Baltimore is no Savannah, a city of magnificen interconnected squares that are a stroller's paradise. But the Monumental City, too, has its share of wonderful public spaces, ranging from historic Mount Vernon Square and Eutaw Place to a whole network of landscaped West Baltimore squares -- Franklin, Union, Lafayette, Harlem. . . Before the beginning of suburbanization, they were veritable oases. Like the city's major parks, they were surrounded by some of the most desirable residential housing.
A central downtown meeting place in those days was Sun Square. Excited throngs gathered there whenever major news was breaking. Important department stores (led by O'Neills) and famous restaurants (Miller Brothers, Oyster Bay) were nearby.
When those landmarks were demolished more than three decades ago to make way for Charles Center, the designers of that pivotal downtown renewal project wanted to create public spaces that would add color and life to the canyons of office towers and high-rise residences. Center Plaza was created between the Baltimore Gas & Electric Building and Fayette Street. The square south of it, between the Morris Mechanic Theater and the Federal Building, became known as Hopkins Plaza.
The plazas were popular gathering places throughout the 1970s. They were the sites of anti-war demonstrations and free jazz concerts featuring artists like Stan Getz and Lionel Hampton. Ethnic festivals competed for summer weekend dates. When the first City Fair was held in 1970, it, too, drew huge crowds to those plazas.
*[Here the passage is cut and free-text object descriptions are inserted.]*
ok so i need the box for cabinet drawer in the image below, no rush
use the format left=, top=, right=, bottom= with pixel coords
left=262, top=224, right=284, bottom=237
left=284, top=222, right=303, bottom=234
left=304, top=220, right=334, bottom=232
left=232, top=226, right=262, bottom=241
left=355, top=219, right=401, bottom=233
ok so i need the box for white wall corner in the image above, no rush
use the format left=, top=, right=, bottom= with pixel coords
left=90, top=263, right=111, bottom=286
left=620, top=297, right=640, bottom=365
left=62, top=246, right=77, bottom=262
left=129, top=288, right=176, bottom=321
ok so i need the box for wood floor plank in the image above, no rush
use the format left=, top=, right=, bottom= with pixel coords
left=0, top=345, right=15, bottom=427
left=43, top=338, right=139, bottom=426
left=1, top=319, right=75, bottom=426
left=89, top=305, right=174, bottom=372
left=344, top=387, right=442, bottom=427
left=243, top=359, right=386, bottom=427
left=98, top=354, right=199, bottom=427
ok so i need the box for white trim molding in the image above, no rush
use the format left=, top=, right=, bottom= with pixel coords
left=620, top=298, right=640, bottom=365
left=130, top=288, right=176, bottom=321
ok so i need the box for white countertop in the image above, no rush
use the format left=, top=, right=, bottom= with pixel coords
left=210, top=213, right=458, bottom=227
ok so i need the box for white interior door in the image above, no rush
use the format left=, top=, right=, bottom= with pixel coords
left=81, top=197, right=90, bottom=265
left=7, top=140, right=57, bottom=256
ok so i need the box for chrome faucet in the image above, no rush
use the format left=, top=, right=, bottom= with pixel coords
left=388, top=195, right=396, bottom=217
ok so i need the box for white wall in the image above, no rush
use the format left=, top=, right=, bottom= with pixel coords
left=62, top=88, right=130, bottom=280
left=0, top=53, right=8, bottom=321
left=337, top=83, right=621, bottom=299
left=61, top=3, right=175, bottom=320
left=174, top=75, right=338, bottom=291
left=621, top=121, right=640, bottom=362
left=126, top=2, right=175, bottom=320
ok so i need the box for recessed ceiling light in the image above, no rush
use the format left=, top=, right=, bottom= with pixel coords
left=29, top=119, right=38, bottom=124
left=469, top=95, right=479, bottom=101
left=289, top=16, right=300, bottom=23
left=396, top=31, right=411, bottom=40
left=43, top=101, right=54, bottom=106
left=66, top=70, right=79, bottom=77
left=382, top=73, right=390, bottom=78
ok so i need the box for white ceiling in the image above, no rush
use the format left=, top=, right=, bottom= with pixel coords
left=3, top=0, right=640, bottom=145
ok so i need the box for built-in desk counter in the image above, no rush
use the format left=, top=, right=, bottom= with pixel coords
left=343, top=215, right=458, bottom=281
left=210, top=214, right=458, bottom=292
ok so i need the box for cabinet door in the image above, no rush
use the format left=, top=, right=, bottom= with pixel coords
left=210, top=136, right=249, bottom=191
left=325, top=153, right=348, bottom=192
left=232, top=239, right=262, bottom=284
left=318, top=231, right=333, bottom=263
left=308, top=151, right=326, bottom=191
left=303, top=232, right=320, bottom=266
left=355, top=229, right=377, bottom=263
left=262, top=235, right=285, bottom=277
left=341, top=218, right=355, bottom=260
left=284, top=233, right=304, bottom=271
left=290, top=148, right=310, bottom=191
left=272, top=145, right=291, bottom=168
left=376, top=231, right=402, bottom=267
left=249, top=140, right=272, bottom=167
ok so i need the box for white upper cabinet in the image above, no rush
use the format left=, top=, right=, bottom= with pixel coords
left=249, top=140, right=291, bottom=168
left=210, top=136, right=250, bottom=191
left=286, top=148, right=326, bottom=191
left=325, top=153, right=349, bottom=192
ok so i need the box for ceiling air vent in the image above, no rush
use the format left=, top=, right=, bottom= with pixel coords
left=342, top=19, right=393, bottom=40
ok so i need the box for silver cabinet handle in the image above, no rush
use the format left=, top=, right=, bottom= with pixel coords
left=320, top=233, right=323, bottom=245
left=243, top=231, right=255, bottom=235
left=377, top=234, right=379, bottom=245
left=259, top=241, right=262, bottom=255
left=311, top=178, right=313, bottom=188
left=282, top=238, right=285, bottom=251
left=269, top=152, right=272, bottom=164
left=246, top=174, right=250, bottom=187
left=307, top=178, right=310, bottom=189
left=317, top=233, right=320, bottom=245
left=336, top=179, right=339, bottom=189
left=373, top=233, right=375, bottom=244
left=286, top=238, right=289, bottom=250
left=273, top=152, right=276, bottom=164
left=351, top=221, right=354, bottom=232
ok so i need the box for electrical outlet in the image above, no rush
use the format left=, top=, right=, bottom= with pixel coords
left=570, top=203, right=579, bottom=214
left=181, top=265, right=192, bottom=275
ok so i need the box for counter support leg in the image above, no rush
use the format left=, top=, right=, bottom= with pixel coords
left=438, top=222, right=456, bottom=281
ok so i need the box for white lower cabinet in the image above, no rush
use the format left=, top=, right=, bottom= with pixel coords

In the past couple of summers, Charles Center has made a comeback as a venue for nighttime entertainment. Free Thursday night concerts on Hopkins Plaza, featuring mostly reggae and rhythm and blues artists, have become increasingly popular. This year, they will be complemented with jazz and blues concerts that will go on simultaneously at Center Plaza, featuring such names as saxophonist Sonny Fortune (tomorrow), flutist Herbie Mann (May 27) and saxophonist Gary Bartz (June 3). By going downtown Thursday nights between 6:30 and 10 o'clock, Baltimoreans can sample a wide variety of music.
We welcome this new beat to the heart of the city.